No vaccine exists for the disease, but new antiviral treatments like Gilead Sciences' Sofosbuvir, recently approved in the United States and the European Union, have been shown to cure more than 90 per cent of those treated, up from 50 to 60 per cent for the previous generation of drugs.
But with a price tag of USD 84,000 for a 12-week treatment of Sofosbuvir in the United States - or about USD 1,000 a tablet - few can afford it, WHO expert Peter Beyer said.
Producing that drug meanwhile costs only between USD 68 and USD 136 per treatment, Beyer said, insisting the market for the drugs needed to be vastly expanded to spur more competition and help shrink the prices.
"We want to benefit from the experience we have with HIV," he said, noting that the cost of drugs used to treat the virus that leads to AIDS had been pushed down from around USD 10,000 to USD 100 per person per year.

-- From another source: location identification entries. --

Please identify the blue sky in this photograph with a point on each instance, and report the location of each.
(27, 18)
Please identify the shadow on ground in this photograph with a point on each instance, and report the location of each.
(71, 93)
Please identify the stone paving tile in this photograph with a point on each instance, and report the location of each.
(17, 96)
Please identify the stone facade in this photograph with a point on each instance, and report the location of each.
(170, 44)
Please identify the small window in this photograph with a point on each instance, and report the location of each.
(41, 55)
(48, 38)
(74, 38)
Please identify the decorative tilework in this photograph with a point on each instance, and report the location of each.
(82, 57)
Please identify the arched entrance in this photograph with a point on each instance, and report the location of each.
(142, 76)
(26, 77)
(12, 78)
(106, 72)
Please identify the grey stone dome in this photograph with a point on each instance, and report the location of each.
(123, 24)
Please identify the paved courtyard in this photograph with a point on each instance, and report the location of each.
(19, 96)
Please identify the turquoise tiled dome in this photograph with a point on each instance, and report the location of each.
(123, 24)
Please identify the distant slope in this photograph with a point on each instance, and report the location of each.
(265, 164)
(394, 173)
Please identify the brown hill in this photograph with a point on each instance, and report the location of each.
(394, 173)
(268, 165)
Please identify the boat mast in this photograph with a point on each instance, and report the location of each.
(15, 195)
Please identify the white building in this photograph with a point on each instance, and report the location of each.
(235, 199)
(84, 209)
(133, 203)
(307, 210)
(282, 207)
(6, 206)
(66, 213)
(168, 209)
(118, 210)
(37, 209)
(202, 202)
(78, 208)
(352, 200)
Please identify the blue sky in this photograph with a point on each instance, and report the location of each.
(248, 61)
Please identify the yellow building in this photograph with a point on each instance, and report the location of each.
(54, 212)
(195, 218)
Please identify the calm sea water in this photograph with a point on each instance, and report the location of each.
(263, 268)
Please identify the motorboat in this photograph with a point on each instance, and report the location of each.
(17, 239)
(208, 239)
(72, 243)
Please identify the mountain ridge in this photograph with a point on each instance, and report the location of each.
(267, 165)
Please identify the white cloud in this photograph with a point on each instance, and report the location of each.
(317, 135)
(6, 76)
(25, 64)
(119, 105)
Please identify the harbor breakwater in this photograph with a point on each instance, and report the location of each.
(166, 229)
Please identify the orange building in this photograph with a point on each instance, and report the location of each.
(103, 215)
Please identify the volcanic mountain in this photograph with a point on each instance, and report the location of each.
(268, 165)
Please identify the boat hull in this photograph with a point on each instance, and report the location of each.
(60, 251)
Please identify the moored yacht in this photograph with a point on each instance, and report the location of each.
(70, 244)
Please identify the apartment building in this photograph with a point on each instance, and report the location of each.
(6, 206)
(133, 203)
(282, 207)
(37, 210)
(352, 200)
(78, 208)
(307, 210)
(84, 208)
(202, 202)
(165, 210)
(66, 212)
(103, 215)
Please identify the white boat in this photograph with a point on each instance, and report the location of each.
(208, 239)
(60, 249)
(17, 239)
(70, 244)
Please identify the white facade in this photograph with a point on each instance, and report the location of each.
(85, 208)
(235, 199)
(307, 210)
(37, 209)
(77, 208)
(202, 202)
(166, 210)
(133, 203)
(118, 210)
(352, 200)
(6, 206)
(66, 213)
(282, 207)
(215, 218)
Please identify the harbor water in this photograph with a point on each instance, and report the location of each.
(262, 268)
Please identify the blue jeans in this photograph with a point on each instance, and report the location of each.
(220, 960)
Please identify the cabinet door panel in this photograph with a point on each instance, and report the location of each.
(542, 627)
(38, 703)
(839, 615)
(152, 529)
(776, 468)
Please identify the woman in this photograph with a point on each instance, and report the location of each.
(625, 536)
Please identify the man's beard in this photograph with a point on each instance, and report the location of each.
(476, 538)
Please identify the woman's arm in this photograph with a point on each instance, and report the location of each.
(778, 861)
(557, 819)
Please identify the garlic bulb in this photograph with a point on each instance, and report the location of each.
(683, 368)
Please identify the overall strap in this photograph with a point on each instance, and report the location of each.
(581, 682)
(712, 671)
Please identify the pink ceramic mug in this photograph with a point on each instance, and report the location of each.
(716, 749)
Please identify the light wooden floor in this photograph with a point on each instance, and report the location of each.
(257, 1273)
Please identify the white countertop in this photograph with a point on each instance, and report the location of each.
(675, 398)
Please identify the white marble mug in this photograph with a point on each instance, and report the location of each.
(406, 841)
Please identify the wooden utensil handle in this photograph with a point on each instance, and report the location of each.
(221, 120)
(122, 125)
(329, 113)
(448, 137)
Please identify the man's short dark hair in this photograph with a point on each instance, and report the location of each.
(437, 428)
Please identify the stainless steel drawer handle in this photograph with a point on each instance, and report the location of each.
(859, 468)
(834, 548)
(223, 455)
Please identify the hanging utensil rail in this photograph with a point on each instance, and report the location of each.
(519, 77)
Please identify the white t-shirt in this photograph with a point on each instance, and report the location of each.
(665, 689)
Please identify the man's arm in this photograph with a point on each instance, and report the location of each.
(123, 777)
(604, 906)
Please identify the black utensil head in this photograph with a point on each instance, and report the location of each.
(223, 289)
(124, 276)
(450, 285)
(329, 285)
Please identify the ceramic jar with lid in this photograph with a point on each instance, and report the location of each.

However, hepatitis C has a much lower profile in most countries, making it difficult to convince governments to address the disease.
Stefan Wiktor, head of WHO's Global Hepatitis Programme, pointed to Egypt as an example of how countries can use "the power of scaling up" to push down prices.
Egypt has the world's highest infection rate of hepatitis C at more than 10 per cent of the population because syringes are routinely re-used, according to WHO.